As its name suggests, HPC4 is Eni’s fourth supercomputer. HPC1 began running in 2013 but was soon outgrown by the sheer size of datasets, and the accuracy that the industry expected from its results, according to Eni. The company expects the trend to keep going this way. As such, ‘we are already working on the heirs of HPC4’, it says.

Evidently, HPC will have to live up to great expectations in the coming years. Today’s petaflop machines are able to perform more than one quadrillion floating point operations/sec (FLOPS). A petaflop is a figure so enormous that, to process it, a computer needs to handle a number of operations equivalent to more than twice the number of stars in the Milky Way.

And HPC systems are inching towards exascale – supercomputers that will be a thousand times more powerful than today’s petaflop machines. These exaflop machines will have a computing speed equating to a billion billion – a quintillion – calculations/sec.

No one seems more excited about this than the researchers using them. Schibeci speculates that supercomputers could find their way into the space of quantum computing, or at least fuse with other flourishing technologies. ‘I think you will see cloud computing, HPC and machine learning infrastructure merging into one so that instead of having to move their code from one system to another, researchers can access a single system to satisfy all their disparate needs,’ he says.

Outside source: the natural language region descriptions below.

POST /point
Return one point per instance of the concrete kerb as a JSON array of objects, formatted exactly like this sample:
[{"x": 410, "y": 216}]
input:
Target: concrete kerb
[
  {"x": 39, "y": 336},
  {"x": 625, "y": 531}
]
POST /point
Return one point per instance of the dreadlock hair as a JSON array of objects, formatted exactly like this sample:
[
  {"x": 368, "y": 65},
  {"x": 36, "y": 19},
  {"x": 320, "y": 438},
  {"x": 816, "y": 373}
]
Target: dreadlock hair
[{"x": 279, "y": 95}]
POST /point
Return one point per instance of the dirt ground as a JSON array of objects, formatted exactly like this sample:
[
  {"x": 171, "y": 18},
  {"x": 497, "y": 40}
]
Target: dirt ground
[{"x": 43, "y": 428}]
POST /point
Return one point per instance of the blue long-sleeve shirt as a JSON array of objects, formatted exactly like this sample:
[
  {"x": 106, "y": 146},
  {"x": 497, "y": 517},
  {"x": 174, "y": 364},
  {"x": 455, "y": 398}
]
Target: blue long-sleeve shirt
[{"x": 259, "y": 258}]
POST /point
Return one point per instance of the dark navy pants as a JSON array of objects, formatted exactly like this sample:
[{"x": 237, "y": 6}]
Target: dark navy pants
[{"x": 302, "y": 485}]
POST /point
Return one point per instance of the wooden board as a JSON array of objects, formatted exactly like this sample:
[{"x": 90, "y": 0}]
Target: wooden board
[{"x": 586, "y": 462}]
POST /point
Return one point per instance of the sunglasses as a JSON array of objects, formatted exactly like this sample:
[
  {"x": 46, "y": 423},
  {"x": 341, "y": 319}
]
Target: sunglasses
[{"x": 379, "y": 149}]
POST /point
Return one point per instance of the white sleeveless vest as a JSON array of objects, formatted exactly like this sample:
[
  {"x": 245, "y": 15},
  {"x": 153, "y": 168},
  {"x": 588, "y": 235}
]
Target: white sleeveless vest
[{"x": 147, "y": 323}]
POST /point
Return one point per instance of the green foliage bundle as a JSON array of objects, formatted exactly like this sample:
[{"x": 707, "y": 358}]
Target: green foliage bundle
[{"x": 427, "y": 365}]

Sandberg sees supercomputers providing data good enough to replace costly experimental research in the energy sector. ‘I do not have a crystal ball, but I would think that we will see even more widespread adoption of new computing architectures worldwide that will allow us to tackle more and more realistic applications numerically,’ he suspects.

And when they do, the science leading us to more sustainable energy will speed up, Sandberg says: ‘This is one of the key advantages of using HPC: reducing the time to solution.’